Acquisitions fail due to overpayment, integration difficulties, culture clashes, strategic misalignment, and market disruption. Studies show 70-90% of acquisitions fail to create expected value. The complexity of combining two organizations is consistently underestimated.
What happened to Microsoft's Nokia acquisition?
Microsoft acquired Nokia's phone division for $7.2 billion in 2014, then wrote off $7.6 billion and laid off 18,000 employees. Windows Phone was discontinued in 2017. The deal failed because the smartphone market became a duopoly between iOS and Android.

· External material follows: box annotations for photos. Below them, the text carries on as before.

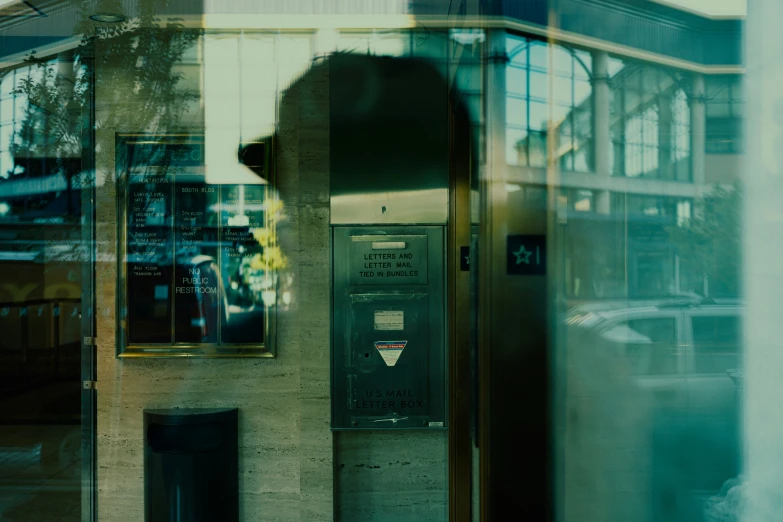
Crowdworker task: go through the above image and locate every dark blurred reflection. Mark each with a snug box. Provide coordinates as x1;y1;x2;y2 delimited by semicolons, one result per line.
0;53;89;521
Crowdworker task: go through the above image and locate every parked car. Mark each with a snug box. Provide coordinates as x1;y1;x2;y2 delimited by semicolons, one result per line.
566;298;743;504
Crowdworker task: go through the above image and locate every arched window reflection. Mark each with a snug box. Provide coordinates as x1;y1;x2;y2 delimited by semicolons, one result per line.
610;60;691;181
506;35;593;171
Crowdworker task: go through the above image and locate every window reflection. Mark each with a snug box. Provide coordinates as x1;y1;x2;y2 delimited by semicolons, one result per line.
506;36;593;172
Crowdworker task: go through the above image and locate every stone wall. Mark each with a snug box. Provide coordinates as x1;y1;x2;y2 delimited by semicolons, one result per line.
95;33;333;522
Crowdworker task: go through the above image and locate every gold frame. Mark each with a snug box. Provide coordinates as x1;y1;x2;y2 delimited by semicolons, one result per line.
115;133;277;358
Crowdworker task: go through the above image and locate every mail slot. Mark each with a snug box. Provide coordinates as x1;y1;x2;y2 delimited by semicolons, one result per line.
332;226;447;430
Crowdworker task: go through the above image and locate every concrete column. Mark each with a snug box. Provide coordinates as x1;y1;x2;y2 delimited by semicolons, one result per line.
690;74;707;185
593;51;612;214
741;0;783;522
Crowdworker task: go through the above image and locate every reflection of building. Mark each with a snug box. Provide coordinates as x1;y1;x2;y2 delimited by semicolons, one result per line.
0;0;743;522
506;36;742;300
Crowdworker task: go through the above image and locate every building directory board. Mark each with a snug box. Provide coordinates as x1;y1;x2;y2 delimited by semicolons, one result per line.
118;134;278;356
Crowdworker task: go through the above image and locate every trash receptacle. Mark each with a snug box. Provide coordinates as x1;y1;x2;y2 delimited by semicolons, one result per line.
144;408;239;522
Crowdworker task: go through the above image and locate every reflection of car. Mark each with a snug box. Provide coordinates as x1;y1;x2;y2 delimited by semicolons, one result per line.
566;299;743;496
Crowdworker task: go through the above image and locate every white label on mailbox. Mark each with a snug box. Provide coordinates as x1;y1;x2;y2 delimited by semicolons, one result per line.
375;310;405;330
375;341;408;366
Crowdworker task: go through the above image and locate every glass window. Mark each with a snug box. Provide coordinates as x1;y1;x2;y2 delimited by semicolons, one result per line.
691;315;742;373
506;35;593;171
610;61;691;181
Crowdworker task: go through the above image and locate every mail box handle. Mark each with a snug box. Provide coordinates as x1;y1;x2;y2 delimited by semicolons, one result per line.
372;241;406;250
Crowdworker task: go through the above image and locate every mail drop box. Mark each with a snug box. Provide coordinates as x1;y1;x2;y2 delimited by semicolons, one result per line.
332;226;447;430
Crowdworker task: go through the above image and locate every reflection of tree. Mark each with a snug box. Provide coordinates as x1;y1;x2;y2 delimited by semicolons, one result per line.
10;0;200;262
670;185;742;297
14;0;200;181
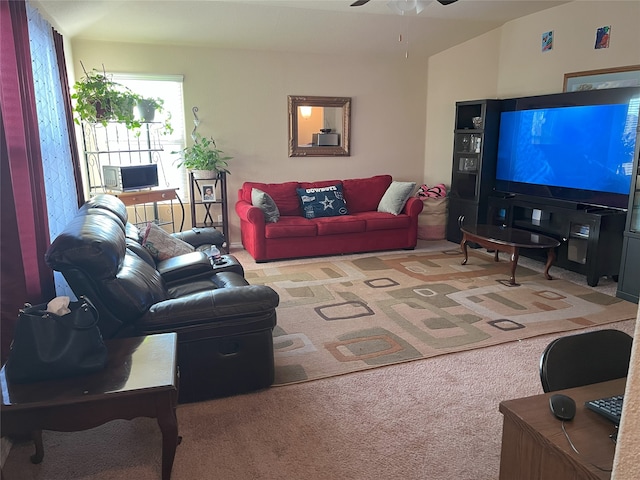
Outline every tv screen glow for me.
[496,98,638,208]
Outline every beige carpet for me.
[3,242,637,480]
[246,249,637,385]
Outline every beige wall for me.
[424,0,640,185]
[72,40,426,244]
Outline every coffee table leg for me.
[460,235,469,265]
[158,399,179,480]
[544,248,556,280]
[509,247,520,285]
[31,430,44,464]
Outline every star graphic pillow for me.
[296,185,349,218]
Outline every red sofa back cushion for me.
[242,182,302,215]
[342,175,392,213]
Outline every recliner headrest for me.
[79,193,128,225]
[45,215,126,279]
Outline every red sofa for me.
[236,175,423,262]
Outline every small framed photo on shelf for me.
[541,30,553,52]
[202,184,216,202]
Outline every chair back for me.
[540,329,633,392]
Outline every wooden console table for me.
[108,188,184,232]
[500,378,626,480]
[0,333,179,480]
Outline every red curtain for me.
[0,0,55,362]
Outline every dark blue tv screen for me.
[496,98,638,208]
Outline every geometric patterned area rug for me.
[245,251,638,385]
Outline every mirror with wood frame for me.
[288,95,351,157]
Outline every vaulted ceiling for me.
[32,0,567,58]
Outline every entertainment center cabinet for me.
[487,196,626,287]
[447,100,502,243]
[447,87,640,290]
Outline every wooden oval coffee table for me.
[460,225,560,286]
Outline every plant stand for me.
[189,172,229,253]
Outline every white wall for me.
[72,40,426,243]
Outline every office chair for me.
[540,329,633,392]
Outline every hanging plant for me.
[71,65,142,130]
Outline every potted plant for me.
[136,97,173,135]
[71,66,141,129]
[171,133,233,178]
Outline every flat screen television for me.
[494,87,640,209]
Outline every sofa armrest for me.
[136,285,280,333]
[236,200,265,228]
[402,197,424,218]
[171,227,226,248]
[156,252,213,284]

Did Google lose money on Motorola?
Yes, Google acquired Motorola Mobility for $12.5 billion in 2012 and sold it to Lenovo for $2.9 billion in 2014. Google kept Motorola's patents, which was the primary motivation, but lost approximately $10 billion on the hardware business.
What makes an acquisition successful?
Successful acquisitions typically have clear strategic rationale, reasonable valuations, thorough due diligence, cultural compatibility, and strong integration planning. The best acquisitions often involve the acquirer's core business rather than diversification plays.
What percentage of M&A deals fail?
Research suggests 70-90% of acquisitions fail to meet expectations. McKinsey found only 23% earn their cost of capital. Harvard Business Review reports failure rates between 70-90% depending on how success is measured.